I am a third-year Ph.D. student in the ECE department at the University of Southern California. I am currently a member of Networked Systems Lab and very fortunate to be advised by Prof. Ramesh Govindan. Generally, I am interested in every aspect of computer networks and systems. My recent focus is on datacenter networks, wide-area networks, network availability, and reliability.
Before joining USC, I completed my B.Sc. in Electrical Engineering at the Sharif University of Technology in 2019. During my undergraduate, I worked on the cloudification of telecommunication networks by leveraging SDN and NFV.
Feel free to drop me an email if you have any questions or want to discuss new ideas!
Graduate Research Assistant (Aug 2019 - present)
University of Southern California, Los Angeles, CA
Research Intern (Jun 2022 - present)
Microsoft Research, Redmond, WA
Mentors: Behnaz Arzani, Ryan Beckett, Srikanth Kandula
Research Intern (Jun 2021 - Jan 2022)
Microsoft Research, Redmond, WA
Mentors: Behnaz Arzani, Dan Crankshaw, Srikanth Kandula
Production systems use heuristics because they are faster or scale better than the corresponding optimal algorithms. Yet, practitioners are often unaware of how worse off a heuristic’s solution may be with respect to the optimum in realistic scenarios. Leveraging two-stage games and convex optimization, we present a provable framework that unveils settings where a given heuristic underperforms.

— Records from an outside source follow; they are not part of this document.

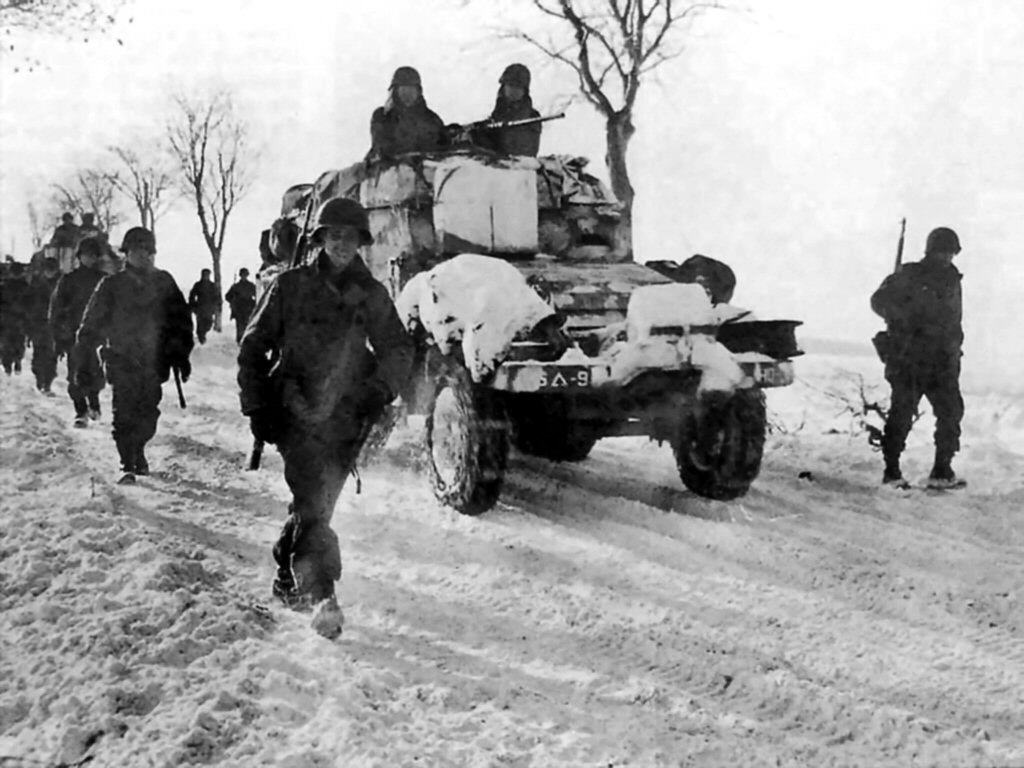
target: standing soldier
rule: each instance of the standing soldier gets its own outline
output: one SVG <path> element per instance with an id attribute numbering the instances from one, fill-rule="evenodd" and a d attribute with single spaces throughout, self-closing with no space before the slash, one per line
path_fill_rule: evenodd
<path id="1" fill-rule="evenodd" d="M 114 443 L 124 477 L 149 474 L 146 443 L 156 434 L 160 385 L 171 369 L 188 381 L 192 320 L 174 278 L 154 266 L 156 240 L 132 227 L 121 243 L 124 270 L 103 278 L 89 299 L 78 329 L 76 355 L 106 344 L 104 360 L 113 389 Z"/>
<path id="2" fill-rule="evenodd" d="M 94 238 L 78 244 L 78 267 L 57 283 L 50 301 L 50 329 L 58 354 L 68 356 L 68 395 L 75 406 L 75 426 L 87 427 L 89 419 L 100 417 L 100 390 L 103 369 L 95 349 L 75 347 L 75 332 L 89 298 L 104 274 L 99 261 L 104 245 Z"/>
<path id="3" fill-rule="evenodd" d="M 32 373 L 36 377 L 36 389 L 44 395 L 53 396 L 50 386 L 57 378 L 57 350 L 50 330 L 50 298 L 60 279 L 57 260 L 45 258 L 42 271 L 32 276 L 28 288 L 26 332 L 32 342 Z"/>
<path id="4" fill-rule="evenodd" d="M 235 341 L 241 342 L 249 316 L 256 308 L 256 286 L 249 282 L 248 269 L 242 267 L 238 270 L 238 282 L 228 288 L 224 299 L 231 307 L 231 319 L 235 321 Z"/>
<path id="5" fill-rule="evenodd" d="M 361 205 L 324 203 L 312 235 L 315 257 L 271 283 L 238 354 L 242 413 L 257 440 L 277 445 L 292 492 L 273 549 L 273 592 L 293 607 L 316 605 L 314 626 L 327 637 L 341 632 L 334 505 L 412 363 L 394 304 L 359 257 L 370 242 Z"/>
<path id="6" fill-rule="evenodd" d="M 387 101 L 370 118 L 370 140 L 370 154 L 378 158 L 435 152 L 448 144 L 444 122 L 427 106 L 420 73 L 412 67 L 392 75 Z"/>
<path id="7" fill-rule="evenodd" d="M 199 273 L 199 280 L 188 292 L 188 308 L 196 316 L 196 338 L 206 343 L 206 334 L 213 327 L 213 318 L 220 309 L 220 294 L 210 279 L 210 270 Z"/>
<path id="8" fill-rule="evenodd" d="M 75 217 L 65 213 L 60 217 L 60 224 L 53 230 L 53 237 L 50 238 L 50 245 L 55 248 L 74 248 L 78 245 L 81 231 L 75 224 Z"/>
<path id="9" fill-rule="evenodd" d="M 885 279 L 871 296 L 871 308 L 886 322 L 885 378 L 892 387 L 889 415 L 882 437 L 885 472 L 882 482 L 908 488 L 900 471 L 921 397 L 928 398 L 935 414 L 935 464 L 928 487 L 966 485 L 953 472 L 953 456 L 960 448 L 960 357 L 962 275 L 953 266 L 960 240 L 952 229 L 933 229 L 921 261 L 904 264 Z"/>
<path id="10" fill-rule="evenodd" d="M 4 373 L 21 373 L 28 324 L 29 285 L 25 265 L 14 262 L 0 287 L 0 362 Z"/>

Oblivious routing distributes traffic from sources to destinations following predefined routes with rules independent of traffic demands. While finding optimal oblivious routing is intractable for general topologies, we show that it is tractable for structured topologies often used in datacenter networks. To achieve this, we apply graph automorphism and prove the existence of the optimal automorphism-invariant solution. This result reduces the search space to targeting the optimal automorphism-invariant solution. We design an iterative algorithm to obtain such a solution by alternating between two linear programs. The first program finds an automorphism-invariant solution based on representative variables and constraints, making the problem tractable. The second program generates adversarial demands to ensure the final result satisfies all possible demands. Since, the construction of the representative variables and constraints are combinatorial problems, we design polynomial-time algorithms for the construction. We evaluate proposed iterative algorithm in terms of throughput performance, scalability, and generality over three potential applications. The algorithm i) improves the throughput up to 87.5% over a heuristic algorithm for partially deployed FatTree, ii) scales for FatClique with a thousand switches, iii) is applicable to a general structured topology with non-uniform link capacity and server distribution.
While prior work has explored many proposed datacenter designs, only two designs, Clos-based and expander-based, are generally considered practical because they can scale using commodity switching chips. Prior work has used two different metrics, bisection bandwidth and throughput, for evaluating these topologies at scale. Little is known, theoretically or practically, how these metrics relate to each other. Exploiting characteristics of these topologies, we prove an upper bound on their throughput, then show that this upper bound better estimates worst-case throughput than all previously proposed throughput estimators and scales better than most of them. Using this upper bound, we show that for expander-based topologies, unlike Clos, beyond a certain size of the network, no topology can have full throughput, even if it has full bisection bandwidth; in fact, even relatively small expander-based topologies fail to achieve full throughput. We conclude by showing that using throughput to evaluate datacenter performance instead of bisection bandwidth can alter conclusions in prior work about datacenter cost, manageability, and reliability.